Between October 2023 and July 2024, the homeless response system helped 1,371 individuals move from the streets to either shelter or permanent housing, the city’s data dashboard shows. During that time, more than 3,700 unsheltered people found shelter or housing, but nearly 2,400 people became homeless or returned to homelessness.
Walsh also proposed increasing the amount of homeless encampment cleanups, also called abatements, from an estimated 1,100 in 2024 to 1,300 next year. Currently, it takes crews an average of 18 days to clear an encampment reported to the city — quicker than the 44-day average at the start of 2024 but longer than the 14-day goal.
The proposed budget includes nearly $440,000 for the Solid Waste Management Department to add a tractor, tailor and a pickup truck to clean both illegal dumping sites and encampments. Outreach workers offer to connect encampment residents to services and housing ahead of and during each cleanup.
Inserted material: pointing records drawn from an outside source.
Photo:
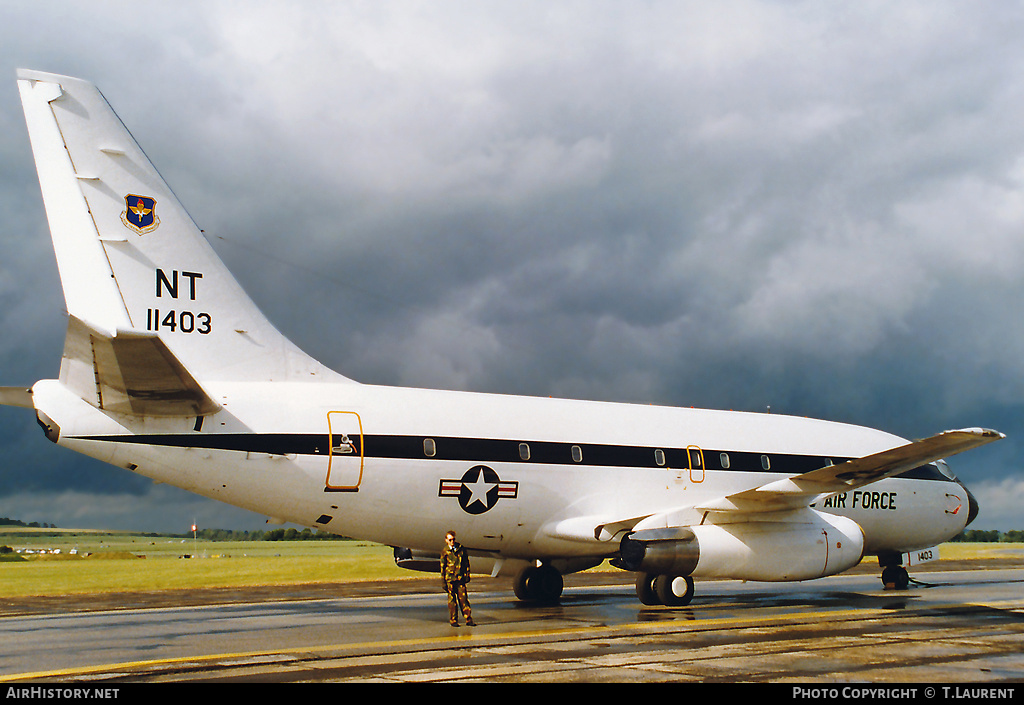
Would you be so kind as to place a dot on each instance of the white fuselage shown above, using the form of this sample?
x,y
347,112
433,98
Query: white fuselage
x,y
412,465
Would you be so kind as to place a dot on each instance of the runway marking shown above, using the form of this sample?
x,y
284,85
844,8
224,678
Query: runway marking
x,y
482,637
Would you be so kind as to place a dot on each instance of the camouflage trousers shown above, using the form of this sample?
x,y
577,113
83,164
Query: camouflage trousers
x,y
458,598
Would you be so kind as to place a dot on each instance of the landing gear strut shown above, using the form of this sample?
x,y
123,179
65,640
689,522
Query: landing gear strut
x,y
539,584
895,578
894,575
670,590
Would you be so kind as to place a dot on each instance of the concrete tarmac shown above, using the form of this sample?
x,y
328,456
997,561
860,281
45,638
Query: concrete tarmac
x,y
961,626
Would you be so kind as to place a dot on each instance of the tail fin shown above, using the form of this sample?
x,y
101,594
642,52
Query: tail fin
x,y
154,312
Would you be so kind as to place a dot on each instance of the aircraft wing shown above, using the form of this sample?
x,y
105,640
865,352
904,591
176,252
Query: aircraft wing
x,y
787,494
803,490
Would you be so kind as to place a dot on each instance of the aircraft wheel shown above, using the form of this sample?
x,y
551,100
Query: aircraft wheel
x,y
674,590
542,584
895,577
645,588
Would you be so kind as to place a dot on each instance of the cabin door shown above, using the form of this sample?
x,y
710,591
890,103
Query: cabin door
x,y
344,468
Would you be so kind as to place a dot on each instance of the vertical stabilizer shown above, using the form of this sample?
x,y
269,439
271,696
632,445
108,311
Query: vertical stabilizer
x,y
133,264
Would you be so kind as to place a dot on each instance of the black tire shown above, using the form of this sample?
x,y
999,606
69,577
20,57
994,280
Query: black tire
x,y
542,584
645,589
666,586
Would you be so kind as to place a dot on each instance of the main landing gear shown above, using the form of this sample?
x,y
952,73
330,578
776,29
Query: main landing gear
x,y
894,574
895,578
671,590
539,584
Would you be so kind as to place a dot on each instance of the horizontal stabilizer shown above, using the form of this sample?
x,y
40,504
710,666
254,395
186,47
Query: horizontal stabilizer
x,y
130,372
15,397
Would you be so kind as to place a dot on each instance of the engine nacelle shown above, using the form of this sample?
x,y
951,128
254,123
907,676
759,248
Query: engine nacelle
x,y
815,546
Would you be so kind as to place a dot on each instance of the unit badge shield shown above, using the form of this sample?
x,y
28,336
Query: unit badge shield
x,y
140,213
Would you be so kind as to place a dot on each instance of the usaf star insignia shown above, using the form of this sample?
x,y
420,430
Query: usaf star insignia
x,y
478,490
140,213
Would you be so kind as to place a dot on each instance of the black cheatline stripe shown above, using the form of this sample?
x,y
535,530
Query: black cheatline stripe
x,y
492,450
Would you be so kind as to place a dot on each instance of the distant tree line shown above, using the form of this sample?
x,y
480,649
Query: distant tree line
x,y
271,535
4,522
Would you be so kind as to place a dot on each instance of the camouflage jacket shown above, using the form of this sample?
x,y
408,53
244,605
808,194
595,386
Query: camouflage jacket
x,y
455,565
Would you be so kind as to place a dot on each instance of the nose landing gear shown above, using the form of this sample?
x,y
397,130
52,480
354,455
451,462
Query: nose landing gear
x,y
669,590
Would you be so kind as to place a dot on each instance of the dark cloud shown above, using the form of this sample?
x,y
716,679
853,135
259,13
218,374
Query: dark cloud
x,y
735,205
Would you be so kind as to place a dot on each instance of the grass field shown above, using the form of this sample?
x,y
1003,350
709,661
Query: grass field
x,y
119,563
126,563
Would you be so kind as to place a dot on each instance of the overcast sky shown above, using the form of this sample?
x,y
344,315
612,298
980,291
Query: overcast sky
x,y
813,206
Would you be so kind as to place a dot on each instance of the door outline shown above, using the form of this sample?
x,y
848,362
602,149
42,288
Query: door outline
x,y
345,441
697,472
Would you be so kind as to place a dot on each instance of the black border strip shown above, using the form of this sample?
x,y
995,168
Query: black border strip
x,y
496,451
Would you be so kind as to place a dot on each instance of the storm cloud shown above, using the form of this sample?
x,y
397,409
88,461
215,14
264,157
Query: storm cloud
x,y
813,207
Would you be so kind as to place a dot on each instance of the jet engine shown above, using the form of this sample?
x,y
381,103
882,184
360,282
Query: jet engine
x,y
814,546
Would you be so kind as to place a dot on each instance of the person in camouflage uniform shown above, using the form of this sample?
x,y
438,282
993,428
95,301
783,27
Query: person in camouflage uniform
x,y
455,573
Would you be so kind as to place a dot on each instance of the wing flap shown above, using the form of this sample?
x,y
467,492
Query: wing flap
x,y
804,489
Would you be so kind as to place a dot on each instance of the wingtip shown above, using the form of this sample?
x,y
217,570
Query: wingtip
x,y
983,432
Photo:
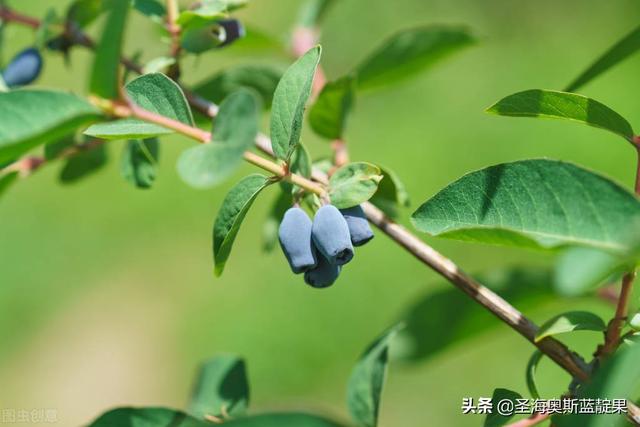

McKee-Rodriguez, a longtime critic of abatements, said the city’s time and money could be better spent on support services and housing.
“They’re just going to keep coming back, and we’re going to keep getting complaints and we’re going to keep sweeping money away,” he said. “That’s not compassionate, it’s not humanitarian or even effective at the bare minimum. So I would really challenge us to be a little bit more creative there.”
But the city can’t ignore the frustration coming from residents who are housed, Councilwoman Marina Alderete Gavito (D7) said.
“I definitely don’t want to punish unsheltered residents who might be down on their luck, but we need to balance that with the needs of our housed residents who are frustrated with this problem,” she said.
Getting people housed requires more time and resources than a cleanup, said Katie Wilson, executive director of Close to Home.
“We understand why there is a priority for encampment cleanups to make sure the community feels responded to however, we don’t see them as a strategy to reduce homelessness,” Wilson said.
Close to Home is the federally-designated Continuum of Care agency that works with governments and service agencies to coordinate homelessness mitigation strategy and funding. For many people experiencing homelessness, access to a shelter bed is the best path to receive services and find permanent housing, she said.
But ARPA funding for the 200-bed, low-barrier shelter that SAMMinistries operates out of a former Holiday Inn will run out at the end of 2026.
“We have a lot of work to do to manage shelter expansions,” Wilson said. “It’s going to be really important that next year, when we lead our community-wide homeless strategic plan, we need to talk about sustainability.
“… But there’s is a whole system to consider, because if we can prevent more people from falling into homelessness that impacts our need for shelter,” she added. “You really can’t just look at one part, you have to look at the whole [affordable housing] picture.”
Advocates say the need for more shelter capacity could be reduced by adding permanent supportive housing and other affordable housing options in the city.
By the end of 2025, Walsh estimates that the city will reach 40% of its 10-year affordable housing goal to preserve or produce 28,094 homes by 2031. That’s 11,238 homes built, under construction or in the pipeline.
Now that federal housing assistance is winding down post-pandemic, “cities across the country are having to take a look at their budget and say: How do we maintain some of these programs and interventions and capacity that was actually working?” Wilson said. “We’re happy to see that it’s still a priority [in San Antonio].”